TL;DR
This paper introduces Temporal-Relational CrossTransformers (TRX), a novel method for few-shot action recognition that models temporal relations between frames, achieving state-of-the-art results on multiple datasets.
Contribution
The paper presents a new approach using CrossTransformer attention to construct class prototypes from temporal frame tuples, improving few-shot action recognition performance.
Findings
Achieves state-of-the-art results on Kinetics, SSv2, HMDB51, UCF101
Outperforms prior work on SSv2 by 12%
Highlights the importance of modeling temporal relations
Abstract
We propose a novel approach to few-shot action recognition, finding temporally-corresponding frame tuples between the query and videos in the support set.
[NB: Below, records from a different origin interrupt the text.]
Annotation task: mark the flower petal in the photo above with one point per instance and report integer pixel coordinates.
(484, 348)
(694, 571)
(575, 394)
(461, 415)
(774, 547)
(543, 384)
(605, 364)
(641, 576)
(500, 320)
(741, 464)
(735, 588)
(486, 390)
Distinct from previous few-shot works, we construct class prototypes using the CrossTransformer attention mechanism to observe relevant sub-sequences of all support videos, rather than using class averages or single best matches. Video representations are formed from ordered tuples of varying numbers of frames, which allows sub-sequences of actions at different speeds and temporal offsets to be compared. Our proposed Temporal-Relational CrossTransformers (TRX) achieve state-of-the-art results on few-shot splits of Kinetics, Something-Something V2 (SSv2), HMDB51 and UCF101. Importantly, our method outperforms prior work on SSv2 by a wide margin (12%) due to the its ability to model temporal relations. A detailed ablation showcases…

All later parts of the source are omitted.